Concerning the use of ADP in our patients, in the univariate analysis we observed association with age, unemployment, consumption of BZD and with the diagnosis of fibromyalgia. Other studies17 have also communicated an increased use of ADP in older people. However, in the multivariate analysis, we found only an association with female sex, which has also been described in previous works.18 On the other hand, ADPs may be helpful as adjuvant therapy to the treatment of different rheumatic conditions, mainly those with chronic pain, because they enhance the effect of opioids or non-steroidal anti-inflammatory drugs.19 They can be used in chronic sever rheumatic conditions with sequelae, but overall in fibromyalgia.20 Among them, duloxetine and amitriptyline are the most frequently recommended antidepressants. Prevalence of musculoskeletal pain varies with age and sex. It has been communicated that neck, shoulders, knees and back pain are 1.5 times more common in women, while fibromyalgia is up to 4 times more frequent in women.21 In our study, more than two thirds were women, which may have influenced the association results by a selection bias.

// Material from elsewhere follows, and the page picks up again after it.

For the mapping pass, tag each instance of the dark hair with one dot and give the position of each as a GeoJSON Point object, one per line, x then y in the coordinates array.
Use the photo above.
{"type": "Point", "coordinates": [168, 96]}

Nevertheless, it is remarkable that in our series of patients who attend a Rheumatology consult for the first time, the use of psychotropic drugs is frequent; it is mostly prescribed in the primary care setting for psychiatric needs over all and these patients are finally diagnosed with non-inflammatory conditions. That is to say, patients on psychotropic drugs who attend a Rheumatology consult are more probably being finally diagnosed with a non-inflammatory condition. Nevertheless, we need to remember that most of the patients were referred to Rheumatology because of pain which may be a frequent symptom in conditions such as depression22 or anxiety. The main limitation of this study is its cross-sectional design, so we cannot make conclusions about the definite association between the use of BZD and/or ADP and a final Rheumatology diagnosis.

In conclusion, the use of BZD and ADP is frequent among the patients who attend a Rheumatology consult for the first time, and they are associated to a final non-inflammatory condition diagnosis.

Conflicts of interest

The authors declare that they have no conflict of interest.